Language Production

Language production means talking, but not merely that. When people talk, it is usually because they have something to say. Psycholinguistic research on language production concerns itself with the cognitive processes that convert nonverbal communicative intentions into verbal actions. These processes must translate perceptions or thoughts into sounds, using the patterns and elements of a code that constitutes the grammar of a language. For theories of language production, the goal is to explain how the mind uses this code when converting messages into spontaneous speech in ongoing time. This requires an explanation of the action system that puts language knowledge to use.

The action system for language production has a COGNITIVE ARCHITECTURE along the lines shown in figure 1. Imagine a speaker who wishes to draw a listener's attention to a rabbit browsing in the garden. The process begins with a communicative intention, a message, that stands at the interface between thought and language. Little is known about the content or structure of messages, but they are assumed to include at least conceptual categorizations (in figure 1, tacit rabbit-knowledge) and the information needed for making distinctions such as tense, number, aspect, and speaker's perspective. Less certain is whether messages habitually include different kinds of information as a function of the language being spoken, along the lines proposed in the Sapir-Whorf hypothesis (see LINGUISTIC RELATIVITY HYPOTHESIS; Slobin 1996).


Figure 1. A cognitive architecture for language production.

Of primary interest to contemporary theories of production are the processing components dubbed grammatical and phonological in figure 1 (following Levelt 1989). These are the processes immediately responsible for recruiting the linguistic information to create the utterances that convey messages. Grammatical encoding refers to the cognitive mechanisms for retrieving, ordering, and adjusting words for their grammatical environments, and phonological encoding refers to the mechanisms for retrieving, ordering, and adjusting sounds for their phonological environments.

The motivation for separating these components comes from several lines of evidence for a division between word-combining and sound-combining processes.
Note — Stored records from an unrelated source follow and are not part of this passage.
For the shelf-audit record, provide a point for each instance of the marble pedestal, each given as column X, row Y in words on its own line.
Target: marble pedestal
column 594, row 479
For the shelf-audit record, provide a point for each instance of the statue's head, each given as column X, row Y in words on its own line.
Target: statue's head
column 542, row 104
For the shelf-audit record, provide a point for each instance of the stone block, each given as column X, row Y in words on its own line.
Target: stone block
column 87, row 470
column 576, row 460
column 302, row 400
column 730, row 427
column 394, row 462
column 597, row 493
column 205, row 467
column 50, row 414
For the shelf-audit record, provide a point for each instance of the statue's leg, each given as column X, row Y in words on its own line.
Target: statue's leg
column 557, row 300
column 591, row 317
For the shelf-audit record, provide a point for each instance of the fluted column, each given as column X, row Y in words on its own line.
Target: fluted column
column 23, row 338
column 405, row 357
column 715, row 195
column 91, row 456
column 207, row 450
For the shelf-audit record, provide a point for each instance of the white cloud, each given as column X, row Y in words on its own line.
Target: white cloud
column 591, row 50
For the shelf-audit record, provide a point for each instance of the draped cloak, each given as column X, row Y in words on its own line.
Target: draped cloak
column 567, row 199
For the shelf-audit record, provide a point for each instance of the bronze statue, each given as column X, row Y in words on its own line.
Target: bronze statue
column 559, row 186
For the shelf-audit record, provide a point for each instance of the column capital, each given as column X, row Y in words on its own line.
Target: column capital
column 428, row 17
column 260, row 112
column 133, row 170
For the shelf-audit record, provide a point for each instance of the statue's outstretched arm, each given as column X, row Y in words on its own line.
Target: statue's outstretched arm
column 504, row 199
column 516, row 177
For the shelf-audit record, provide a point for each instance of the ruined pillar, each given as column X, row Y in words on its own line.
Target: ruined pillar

Speech errors suggest that there are two basic sorts of elements that are manipulated by the processes of production, roughly corresponding to words and sounds (Dell 1995). So-called tip-of-the-tongue states (the familiar frustration of being unable to retrieve a word that one is certain one knows) can carry word-specific grammatical information, in the absence of sound information (Miozzo and Caramazza 1997; Vigliocco, Antonini, and Garrett 1997). Electrophysiological evidence also suggests that grammatical information about words is accessible about 40 ms before information about sounds (van Turennout, Hagoort, and Brown 1998). Finally, the arbitrariness of the linguistic mapping from meaning to sound creates a computational problem that can only be solved by a mediating mechanism (Dell et al. 1997). These and other observations argue that there are distinct grammatical and phonological encoding mechanisms.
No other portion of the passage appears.